O Estreito de Ormuz é uma das principais rotas do comércio global de energia. A interrupção do fluxo na região afeta não apenas combustíveis, mas também fertilizantes e insumos industriais usados em diferentes cadeias produtivas.
Segundo a avaliação da AIE, países em desenvolvimento tendem a sofrer mais com o cenário atual por enfrentarem inflação elevada, custos maiores de importação e risco de aumento da dívida externa. A entidade afirma ainda que a crise pode acelerar mudanças no sistema energético mundial, como aconteceu após a guerra na Ucrânia em 2022.

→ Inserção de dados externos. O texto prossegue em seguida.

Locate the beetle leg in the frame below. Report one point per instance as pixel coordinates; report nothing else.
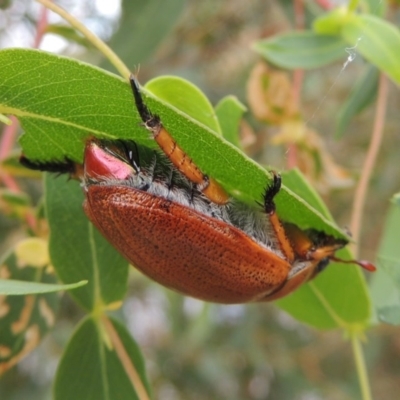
(269, 207)
(61, 167)
(208, 186)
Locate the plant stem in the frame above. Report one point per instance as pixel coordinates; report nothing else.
(360, 366)
(98, 43)
(369, 163)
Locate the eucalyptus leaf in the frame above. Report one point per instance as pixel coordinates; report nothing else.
(229, 111)
(362, 95)
(376, 40)
(305, 50)
(11, 287)
(91, 369)
(60, 102)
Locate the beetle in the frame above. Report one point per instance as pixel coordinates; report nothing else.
(179, 227)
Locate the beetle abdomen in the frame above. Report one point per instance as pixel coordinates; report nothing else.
(170, 244)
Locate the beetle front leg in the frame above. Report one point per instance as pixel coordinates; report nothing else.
(208, 186)
(270, 209)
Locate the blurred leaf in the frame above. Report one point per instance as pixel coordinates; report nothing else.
(362, 95)
(375, 39)
(93, 102)
(144, 25)
(185, 97)
(375, 7)
(25, 319)
(10, 287)
(386, 283)
(332, 22)
(92, 370)
(78, 251)
(305, 50)
(229, 112)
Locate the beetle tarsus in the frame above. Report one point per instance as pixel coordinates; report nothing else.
(270, 193)
(150, 120)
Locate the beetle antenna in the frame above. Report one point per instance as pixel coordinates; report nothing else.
(150, 120)
(362, 263)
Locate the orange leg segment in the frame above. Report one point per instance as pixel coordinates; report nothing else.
(208, 186)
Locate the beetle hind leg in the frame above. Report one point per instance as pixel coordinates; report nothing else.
(270, 209)
(182, 162)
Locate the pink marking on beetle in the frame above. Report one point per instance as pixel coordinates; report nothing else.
(101, 163)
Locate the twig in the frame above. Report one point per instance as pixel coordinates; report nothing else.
(369, 163)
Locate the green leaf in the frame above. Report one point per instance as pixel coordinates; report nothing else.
(25, 319)
(385, 287)
(92, 370)
(78, 251)
(185, 97)
(60, 102)
(336, 298)
(144, 25)
(305, 50)
(297, 183)
(229, 112)
(362, 95)
(10, 287)
(376, 40)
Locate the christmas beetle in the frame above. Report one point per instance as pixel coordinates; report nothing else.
(179, 227)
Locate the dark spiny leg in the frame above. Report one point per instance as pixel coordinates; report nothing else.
(62, 167)
(182, 162)
(269, 207)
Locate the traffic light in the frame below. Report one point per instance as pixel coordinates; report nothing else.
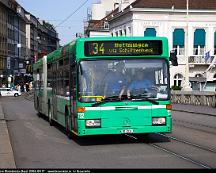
(173, 58)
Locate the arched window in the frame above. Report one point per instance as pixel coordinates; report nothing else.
(178, 41)
(199, 41)
(178, 79)
(150, 32)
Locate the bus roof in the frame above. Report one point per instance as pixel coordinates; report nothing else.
(77, 47)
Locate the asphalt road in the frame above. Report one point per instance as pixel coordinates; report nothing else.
(38, 145)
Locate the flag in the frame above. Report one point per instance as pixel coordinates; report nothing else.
(207, 55)
(212, 65)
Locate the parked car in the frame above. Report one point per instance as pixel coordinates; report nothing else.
(9, 92)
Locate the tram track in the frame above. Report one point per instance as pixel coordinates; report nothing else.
(174, 152)
(195, 126)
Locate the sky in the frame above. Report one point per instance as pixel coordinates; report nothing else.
(55, 11)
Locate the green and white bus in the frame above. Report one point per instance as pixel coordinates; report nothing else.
(87, 86)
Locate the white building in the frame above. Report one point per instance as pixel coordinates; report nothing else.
(105, 7)
(169, 18)
(97, 24)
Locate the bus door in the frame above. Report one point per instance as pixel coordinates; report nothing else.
(54, 99)
(73, 97)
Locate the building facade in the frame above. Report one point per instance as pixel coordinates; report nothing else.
(14, 44)
(172, 19)
(23, 39)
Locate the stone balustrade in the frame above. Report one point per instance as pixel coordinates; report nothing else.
(203, 98)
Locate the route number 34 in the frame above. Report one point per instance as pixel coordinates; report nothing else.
(98, 48)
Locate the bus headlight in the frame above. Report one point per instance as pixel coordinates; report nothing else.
(159, 121)
(93, 123)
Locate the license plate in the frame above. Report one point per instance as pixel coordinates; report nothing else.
(127, 131)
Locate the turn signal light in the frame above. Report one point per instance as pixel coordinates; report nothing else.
(169, 107)
(80, 109)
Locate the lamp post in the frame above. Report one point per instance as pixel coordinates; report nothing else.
(186, 86)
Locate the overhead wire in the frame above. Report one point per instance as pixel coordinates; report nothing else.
(72, 13)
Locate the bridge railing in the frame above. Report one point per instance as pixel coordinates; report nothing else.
(202, 98)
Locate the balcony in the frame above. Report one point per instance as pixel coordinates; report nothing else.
(200, 60)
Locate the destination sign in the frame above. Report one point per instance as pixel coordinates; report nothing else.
(123, 48)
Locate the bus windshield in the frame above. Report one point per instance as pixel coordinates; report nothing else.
(132, 78)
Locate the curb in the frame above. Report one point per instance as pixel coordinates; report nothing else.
(6, 151)
(193, 112)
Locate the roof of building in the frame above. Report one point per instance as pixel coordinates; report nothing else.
(99, 24)
(176, 4)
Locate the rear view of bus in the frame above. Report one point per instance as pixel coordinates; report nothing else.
(122, 86)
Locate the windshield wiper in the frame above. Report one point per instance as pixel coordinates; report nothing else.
(142, 97)
(107, 99)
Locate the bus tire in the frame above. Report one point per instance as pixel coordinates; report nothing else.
(50, 115)
(67, 125)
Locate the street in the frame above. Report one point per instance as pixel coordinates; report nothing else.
(37, 145)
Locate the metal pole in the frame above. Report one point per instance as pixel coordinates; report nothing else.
(186, 86)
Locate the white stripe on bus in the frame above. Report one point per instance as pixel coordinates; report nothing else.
(114, 108)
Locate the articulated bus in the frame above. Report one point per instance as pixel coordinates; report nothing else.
(94, 86)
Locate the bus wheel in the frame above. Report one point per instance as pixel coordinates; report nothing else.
(50, 116)
(67, 125)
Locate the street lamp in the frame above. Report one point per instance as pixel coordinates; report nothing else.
(186, 86)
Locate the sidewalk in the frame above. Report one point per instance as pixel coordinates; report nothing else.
(207, 110)
(6, 152)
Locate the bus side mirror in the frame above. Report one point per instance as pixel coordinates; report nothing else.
(173, 58)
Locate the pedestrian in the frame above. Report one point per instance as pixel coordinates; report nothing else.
(27, 87)
(22, 88)
(215, 97)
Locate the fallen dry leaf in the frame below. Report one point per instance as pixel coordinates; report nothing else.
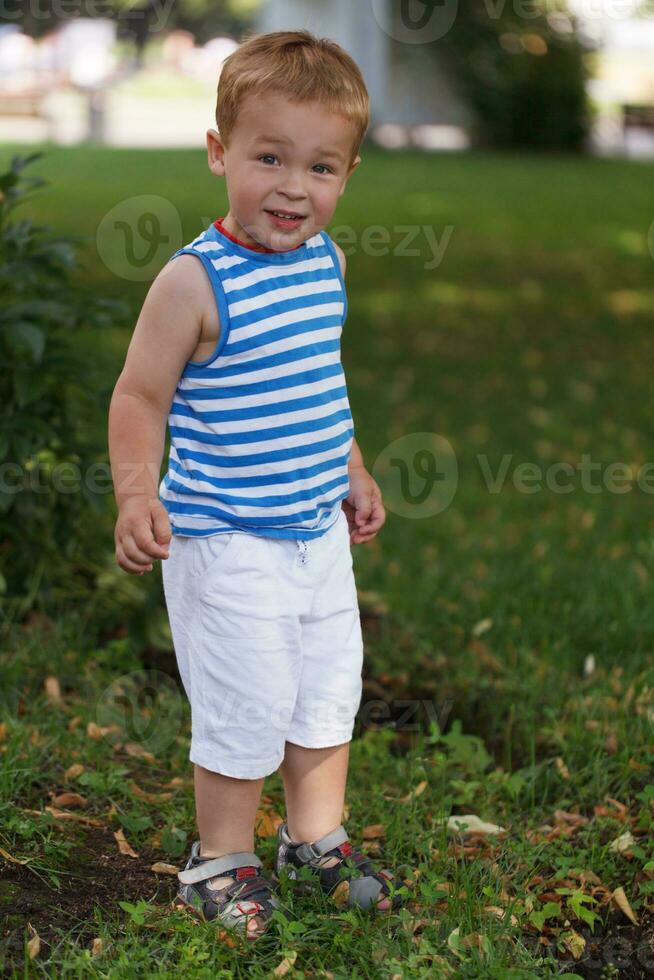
(611, 744)
(373, 831)
(73, 771)
(563, 769)
(123, 845)
(287, 964)
(137, 751)
(160, 868)
(97, 733)
(70, 799)
(622, 902)
(34, 944)
(149, 797)
(52, 690)
(574, 943)
(622, 843)
(416, 791)
(341, 893)
(500, 913)
(267, 822)
(9, 857)
(474, 825)
(66, 815)
(574, 819)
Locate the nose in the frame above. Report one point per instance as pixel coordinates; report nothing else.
(292, 187)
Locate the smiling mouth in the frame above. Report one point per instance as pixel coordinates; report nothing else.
(286, 214)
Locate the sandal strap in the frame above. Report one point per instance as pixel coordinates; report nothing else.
(312, 851)
(217, 866)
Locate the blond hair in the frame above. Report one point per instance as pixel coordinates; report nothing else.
(297, 64)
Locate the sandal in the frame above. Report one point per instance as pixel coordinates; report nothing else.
(366, 887)
(251, 895)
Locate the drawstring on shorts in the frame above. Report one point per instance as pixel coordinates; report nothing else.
(303, 549)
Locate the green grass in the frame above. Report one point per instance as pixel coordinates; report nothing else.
(531, 341)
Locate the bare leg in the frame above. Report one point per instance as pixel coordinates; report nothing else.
(226, 809)
(314, 785)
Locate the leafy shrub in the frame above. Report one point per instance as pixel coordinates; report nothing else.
(53, 400)
(523, 73)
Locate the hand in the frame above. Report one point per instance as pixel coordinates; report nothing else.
(363, 506)
(142, 533)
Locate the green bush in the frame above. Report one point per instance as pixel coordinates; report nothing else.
(53, 399)
(523, 77)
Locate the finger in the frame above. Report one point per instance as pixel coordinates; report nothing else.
(134, 553)
(162, 531)
(134, 568)
(148, 547)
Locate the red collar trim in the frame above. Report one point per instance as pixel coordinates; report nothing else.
(253, 248)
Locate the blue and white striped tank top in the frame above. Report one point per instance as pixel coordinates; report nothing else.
(261, 431)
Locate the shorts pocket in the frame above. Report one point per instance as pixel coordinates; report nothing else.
(211, 551)
(240, 598)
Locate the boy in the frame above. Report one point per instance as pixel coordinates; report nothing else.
(238, 344)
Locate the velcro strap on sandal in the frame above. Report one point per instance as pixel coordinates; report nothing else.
(310, 852)
(217, 866)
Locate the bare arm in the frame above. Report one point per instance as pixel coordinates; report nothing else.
(356, 459)
(165, 336)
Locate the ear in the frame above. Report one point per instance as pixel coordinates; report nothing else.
(215, 153)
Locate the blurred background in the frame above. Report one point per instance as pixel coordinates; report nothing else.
(498, 349)
(550, 74)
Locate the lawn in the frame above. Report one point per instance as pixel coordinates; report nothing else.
(500, 329)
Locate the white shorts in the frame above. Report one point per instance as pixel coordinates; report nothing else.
(268, 643)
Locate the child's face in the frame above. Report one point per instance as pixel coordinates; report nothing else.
(304, 173)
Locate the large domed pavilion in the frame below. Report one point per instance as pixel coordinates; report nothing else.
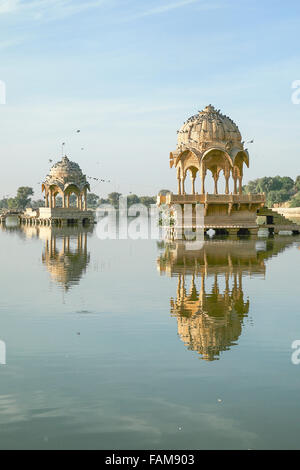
(66, 178)
(209, 141)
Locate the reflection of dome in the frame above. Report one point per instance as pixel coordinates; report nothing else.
(210, 320)
(64, 173)
(207, 126)
(66, 264)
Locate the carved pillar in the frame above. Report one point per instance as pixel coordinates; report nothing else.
(227, 184)
(182, 185)
(85, 199)
(203, 173)
(193, 183)
(240, 184)
(179, 185)
(216, 177)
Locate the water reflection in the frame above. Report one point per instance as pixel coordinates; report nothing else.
(65, 253)
(66, 257)
(210, 305)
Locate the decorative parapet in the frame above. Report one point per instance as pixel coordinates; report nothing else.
(211, 199)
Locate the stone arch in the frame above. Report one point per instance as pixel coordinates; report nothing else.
(240, 158)
(216, 160)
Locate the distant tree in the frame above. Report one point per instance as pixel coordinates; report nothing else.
(148, 200)
(38, 203)
(295, 202)
(113, 199)
(92, 200)
(12, 203)
(132, 199)
(23, 199)
(278, 189)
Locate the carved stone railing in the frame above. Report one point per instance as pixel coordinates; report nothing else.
(211, 198)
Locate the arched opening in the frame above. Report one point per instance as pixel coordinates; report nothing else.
(72, 196)
(190, 185)
(219, 163)
(244, 232)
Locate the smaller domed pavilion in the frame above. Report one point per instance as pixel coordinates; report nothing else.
(66, 178)
(210, 143)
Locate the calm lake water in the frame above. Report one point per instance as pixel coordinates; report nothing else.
(146, 345)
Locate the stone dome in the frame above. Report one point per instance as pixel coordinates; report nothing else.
(66, 172)
(207, 127)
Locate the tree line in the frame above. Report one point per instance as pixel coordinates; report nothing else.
(278, 189)
(24, 199)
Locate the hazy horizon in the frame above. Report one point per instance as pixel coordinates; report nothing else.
(128, 74)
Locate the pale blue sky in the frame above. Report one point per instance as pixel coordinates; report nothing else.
(128, 73)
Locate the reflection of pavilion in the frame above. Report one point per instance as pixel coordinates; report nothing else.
(65, 256)
(65, 253)
(210, 305)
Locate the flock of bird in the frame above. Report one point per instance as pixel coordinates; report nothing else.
(99, 180)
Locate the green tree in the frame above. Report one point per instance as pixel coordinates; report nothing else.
(148, 200)
(113, 199)
(23, 198)
(295, 202)
(132, 199)
(92, 200)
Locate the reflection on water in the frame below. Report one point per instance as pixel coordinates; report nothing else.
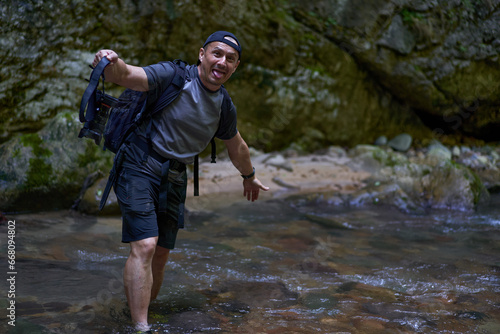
(269, 267)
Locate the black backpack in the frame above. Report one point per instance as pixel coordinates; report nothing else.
(115, 119)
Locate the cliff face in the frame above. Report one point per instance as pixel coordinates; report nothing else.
(313, 73)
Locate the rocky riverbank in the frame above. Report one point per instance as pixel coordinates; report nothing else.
(435, 177)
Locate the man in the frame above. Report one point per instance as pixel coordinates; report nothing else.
(176, 135)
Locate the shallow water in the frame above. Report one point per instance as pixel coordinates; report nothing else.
(277, 266)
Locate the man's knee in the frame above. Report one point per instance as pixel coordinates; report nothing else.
(144, 249)
(162, 251)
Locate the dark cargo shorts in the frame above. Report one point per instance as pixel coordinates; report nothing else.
(138, 194)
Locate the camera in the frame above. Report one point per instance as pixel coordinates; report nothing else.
(94, 129)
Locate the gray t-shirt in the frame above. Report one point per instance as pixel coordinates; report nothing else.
(186, 126)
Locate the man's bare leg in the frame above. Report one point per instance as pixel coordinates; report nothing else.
(138, 279)
(158, 266)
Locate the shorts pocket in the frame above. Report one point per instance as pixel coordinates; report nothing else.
(176, 196)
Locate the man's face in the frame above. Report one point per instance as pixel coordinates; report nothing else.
(218, 63)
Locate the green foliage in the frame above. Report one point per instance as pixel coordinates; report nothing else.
(411, 16)
(35, 142)
(39, 174)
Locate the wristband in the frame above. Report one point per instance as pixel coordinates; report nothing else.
(249, 175)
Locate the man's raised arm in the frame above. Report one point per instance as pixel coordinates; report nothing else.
(122, 74)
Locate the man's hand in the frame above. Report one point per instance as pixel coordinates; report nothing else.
(110, 54)
(252, 187)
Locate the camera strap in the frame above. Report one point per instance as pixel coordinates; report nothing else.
(89, 99)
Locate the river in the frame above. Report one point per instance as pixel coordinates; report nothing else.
(275, 266)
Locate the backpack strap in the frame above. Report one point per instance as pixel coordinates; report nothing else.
(89, 99)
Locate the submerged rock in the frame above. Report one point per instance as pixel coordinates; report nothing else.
(401, 142)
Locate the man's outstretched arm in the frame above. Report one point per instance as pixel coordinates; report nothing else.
(122, 74)
(240, 157)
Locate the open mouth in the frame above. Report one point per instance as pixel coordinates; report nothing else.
(218, 74)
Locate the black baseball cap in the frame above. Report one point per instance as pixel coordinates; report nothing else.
(220, 36)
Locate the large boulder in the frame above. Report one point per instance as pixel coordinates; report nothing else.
(430, 181)
(46, 170)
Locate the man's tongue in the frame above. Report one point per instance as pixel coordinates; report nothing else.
(217, 74)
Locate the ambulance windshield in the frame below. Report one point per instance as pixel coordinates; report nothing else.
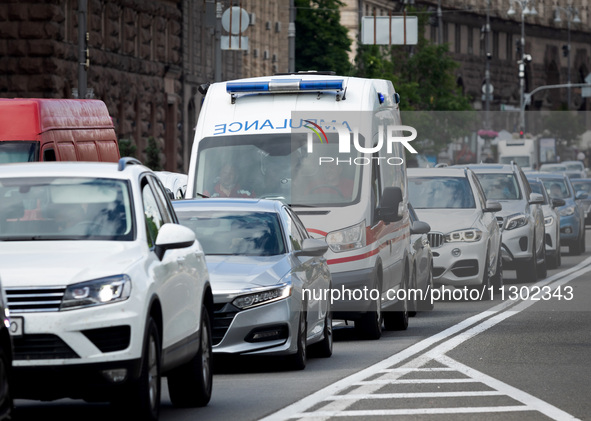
(279, 166)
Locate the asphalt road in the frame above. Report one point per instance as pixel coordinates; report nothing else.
(512, 359)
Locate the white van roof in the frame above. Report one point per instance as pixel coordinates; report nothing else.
(264, 104)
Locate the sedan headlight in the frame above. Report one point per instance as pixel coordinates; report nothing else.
(263, 297)
(567, 211)
(347, 239)
(516, 221)
(98, 292)
(469, 235)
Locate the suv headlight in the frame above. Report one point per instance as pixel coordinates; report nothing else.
(469, 235)
(347, 239)
(567, 211)
(98, 292)
(263, 297)
(516, 221)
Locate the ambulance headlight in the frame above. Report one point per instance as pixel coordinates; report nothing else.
(346, 239)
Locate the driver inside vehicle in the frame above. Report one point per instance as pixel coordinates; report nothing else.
(332, 181)
(227, 185)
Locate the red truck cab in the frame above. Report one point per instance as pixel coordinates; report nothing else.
(34, 129)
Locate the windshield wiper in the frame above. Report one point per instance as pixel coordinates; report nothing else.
(299, 205)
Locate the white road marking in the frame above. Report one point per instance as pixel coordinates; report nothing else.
(356, 396)
(417, 411)
(486, 319)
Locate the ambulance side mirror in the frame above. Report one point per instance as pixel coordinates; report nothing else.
(389, 205)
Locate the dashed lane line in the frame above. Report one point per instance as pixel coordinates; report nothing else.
(457, 334)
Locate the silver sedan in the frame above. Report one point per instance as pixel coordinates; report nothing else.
(270, 281)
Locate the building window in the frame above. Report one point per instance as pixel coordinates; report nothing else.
(495, 51)
(509, 46)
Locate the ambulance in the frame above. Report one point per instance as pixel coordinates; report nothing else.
(333, 148)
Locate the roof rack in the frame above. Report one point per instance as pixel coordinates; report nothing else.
(128, 160)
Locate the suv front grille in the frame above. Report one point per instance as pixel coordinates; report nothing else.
(31, 299)
(435, 239)
(41, 347)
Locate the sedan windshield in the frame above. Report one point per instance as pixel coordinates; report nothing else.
(556, 188)
(440, 193)
(64, 208)
(228, 233)
(499, 186)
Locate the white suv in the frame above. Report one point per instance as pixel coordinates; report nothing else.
(106, 290)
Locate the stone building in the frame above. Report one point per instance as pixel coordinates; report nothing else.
(267, 52)
(462, 25)
(147, 60)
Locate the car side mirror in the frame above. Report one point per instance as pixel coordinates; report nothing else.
(556, 203)
(389, 205)
(493, 206)
(173, 236)
(420, 227)
(312, 247)
(536, 199)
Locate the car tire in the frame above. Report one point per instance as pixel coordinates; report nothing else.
(6, 403)
(323, 349)
(575, 247)
(190, 384)
(298, 360)
(527, 270)
(413, 303)
(398, 319)
(141, 398)
(497, 280)
(426, 302)
(369, 326)
(486, 282)
(543, 267)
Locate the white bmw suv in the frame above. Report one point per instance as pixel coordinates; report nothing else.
(107, 292)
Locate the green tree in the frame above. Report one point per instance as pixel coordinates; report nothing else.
(153, 155)
(431, 101)
(321, 41)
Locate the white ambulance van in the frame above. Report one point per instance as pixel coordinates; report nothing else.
(332, 147)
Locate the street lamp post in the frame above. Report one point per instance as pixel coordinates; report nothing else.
(572, 15)
(525, 58)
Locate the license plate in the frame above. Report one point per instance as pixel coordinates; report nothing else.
(17, 325)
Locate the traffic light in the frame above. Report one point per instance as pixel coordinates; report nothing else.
(565, 50)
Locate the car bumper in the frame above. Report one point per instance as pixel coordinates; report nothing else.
(76, 381)
(551, 239)
(101, 334)
(465, 269)
(270, 329)
(516, 245)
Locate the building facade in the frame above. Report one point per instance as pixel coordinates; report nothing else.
(462, 28)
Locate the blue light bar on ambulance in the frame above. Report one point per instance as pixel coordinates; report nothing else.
(285, 85)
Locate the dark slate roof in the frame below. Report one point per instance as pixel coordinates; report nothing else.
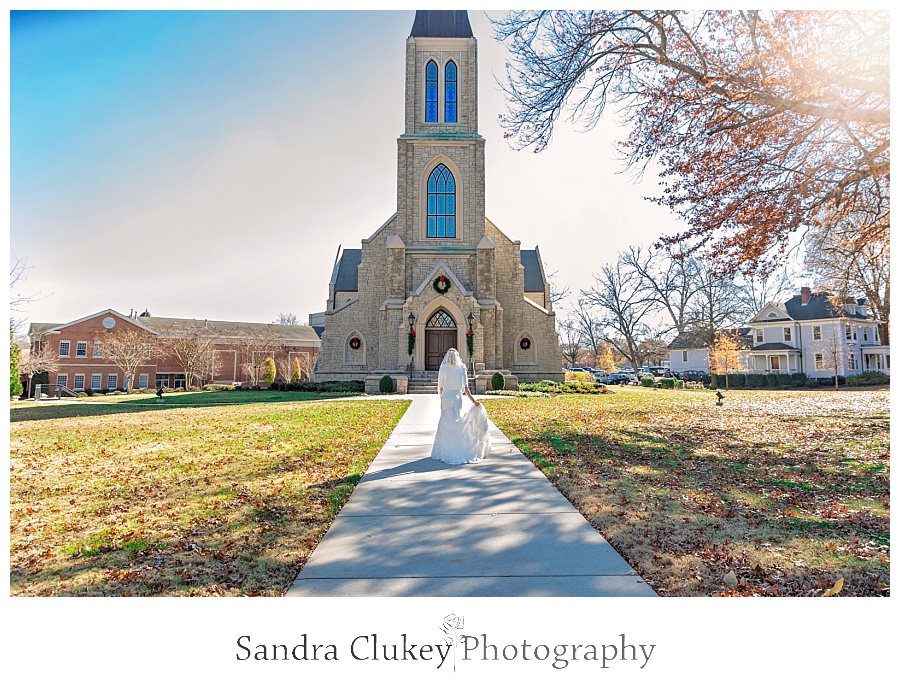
(441, 24)
(819, 307)
(348, 275)
(534, 280)
(690, 340)
(699, 340)
(774, 346)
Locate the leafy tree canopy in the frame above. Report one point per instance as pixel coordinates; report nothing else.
(763, 122)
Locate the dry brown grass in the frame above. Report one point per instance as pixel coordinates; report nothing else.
(787, 490)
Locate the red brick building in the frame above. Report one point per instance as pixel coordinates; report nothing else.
(85, 350)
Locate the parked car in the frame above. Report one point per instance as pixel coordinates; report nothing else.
(692, 375)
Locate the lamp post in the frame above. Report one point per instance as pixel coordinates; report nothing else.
(411, 340)
(470, 339)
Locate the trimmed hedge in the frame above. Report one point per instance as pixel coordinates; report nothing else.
(550, 387)
(355, 386)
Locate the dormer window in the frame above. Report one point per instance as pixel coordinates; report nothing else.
(431, 91)
(450, 92)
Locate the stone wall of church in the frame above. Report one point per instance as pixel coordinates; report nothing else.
(520, 318)
(366, 317)
(418, 268)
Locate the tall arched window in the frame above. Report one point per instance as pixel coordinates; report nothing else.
(441, 203)
(450, 92)
(431, 92)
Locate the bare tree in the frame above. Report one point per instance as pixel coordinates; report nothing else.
(589, 329)
(193, 346)
(725, 355)
(670, 280)
(557, 292)
(755, 291)
(18, 300)
(295, 364)
(570, 342)
(38, 359)
(852, 265)
(619, 293)
(255, 346)
(654, 349)
(129, 348)
(716, 304)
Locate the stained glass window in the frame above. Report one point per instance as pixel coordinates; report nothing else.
(431, 92)
(441, 203)
(450, 92)
(441, 319)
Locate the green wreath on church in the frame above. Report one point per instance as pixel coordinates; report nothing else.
(441, 284)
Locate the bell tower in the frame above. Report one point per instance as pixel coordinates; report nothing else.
(440, 156)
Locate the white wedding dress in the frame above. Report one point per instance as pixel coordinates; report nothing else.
(462, 434)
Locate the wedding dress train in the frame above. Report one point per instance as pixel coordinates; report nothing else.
(462, 433)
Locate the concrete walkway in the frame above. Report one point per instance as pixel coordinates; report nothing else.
(417, 527)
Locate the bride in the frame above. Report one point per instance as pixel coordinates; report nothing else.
(462, 435)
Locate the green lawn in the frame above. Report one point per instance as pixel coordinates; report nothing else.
(158, 499)
(787, 490)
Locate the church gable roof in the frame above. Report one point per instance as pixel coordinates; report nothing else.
(347, 278)
(534, 273)
(441, 24)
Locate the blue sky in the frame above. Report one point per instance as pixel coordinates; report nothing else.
(208, 164)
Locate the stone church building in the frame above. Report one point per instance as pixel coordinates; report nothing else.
(438, 273)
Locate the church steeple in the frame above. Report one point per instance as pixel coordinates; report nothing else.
(441, 75)
(441, 24)
(440, 171)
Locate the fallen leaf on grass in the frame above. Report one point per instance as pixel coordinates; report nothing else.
(836, 589)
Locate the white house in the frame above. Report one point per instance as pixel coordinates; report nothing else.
(690, 350)
(811, 333)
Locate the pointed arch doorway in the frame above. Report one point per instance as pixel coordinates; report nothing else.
(440, 335)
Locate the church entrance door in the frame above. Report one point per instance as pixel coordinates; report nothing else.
(440, 335)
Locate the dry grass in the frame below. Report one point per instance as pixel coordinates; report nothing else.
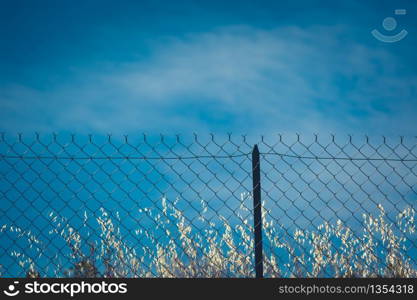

Os episódios históricos citados pela agência tiveram impactos profundos sobre a economia global. Em 1973, durante a Guerra do Yom Kippur, países árabes reduziram a produção de petróleo após o apoio dos Estados Unidos a Israel. Na época, o preço do barril quadruplicou em poucos meses, provocando filas em postos de combustíveis e racionamento.
Já em 1979, a Revolução Iraniana derrubou a produção petrolífera do país e provocou nova disparada nos preços internacionais. O episódio contribuiu para uma forte inflação nos Estados Unidos e levou o Federal Reserve a elevar juros para até 19% no início da década de 1980.
Brasil aparece em posição mais favorável
Em meio ao avanço da crise, o Brasil surge entre os países emergentes menos vulneráveis ao choque energético atual. Ainda, O Brasilianista informou que o país registra saldo positivo de US$ 16,4 bilhões na balança relacionada a petróleo e fertilizantes em 2025.
O desempenho ocorre porque o aumento dos preços internacionais elevou a receita obtida com exportações de petróleo e derivados. Mesmo com déficit na importação de fertilizantes, o saldo brasileiro permanece positivo.
O estudo citado também aponta que o real teve valorização frente ao dólar em meio ao cenário internacional, enquanto economias mais dependentes da importação de energia registraram perda de valor em suas moedas.
Outro ponto destacado é o volume elevado de reservas internacionais brasileiras, estimado em US$ 358 bilhões. Esse montante é visto como uma proteção importante em momentos de instabilidade global e pressão cambial.
Apesar da posição mais confortável em relação a outros emergentes, economistas acompanham o avanço das tensões no Oriente Médio por causa dos efeitos sobre inflação, juros e crescimento econômico. O temor de uma crise prolongada continua ligado principalmente à situação no Estreito de Ormuz e à possibilidade de novos confrontos militares.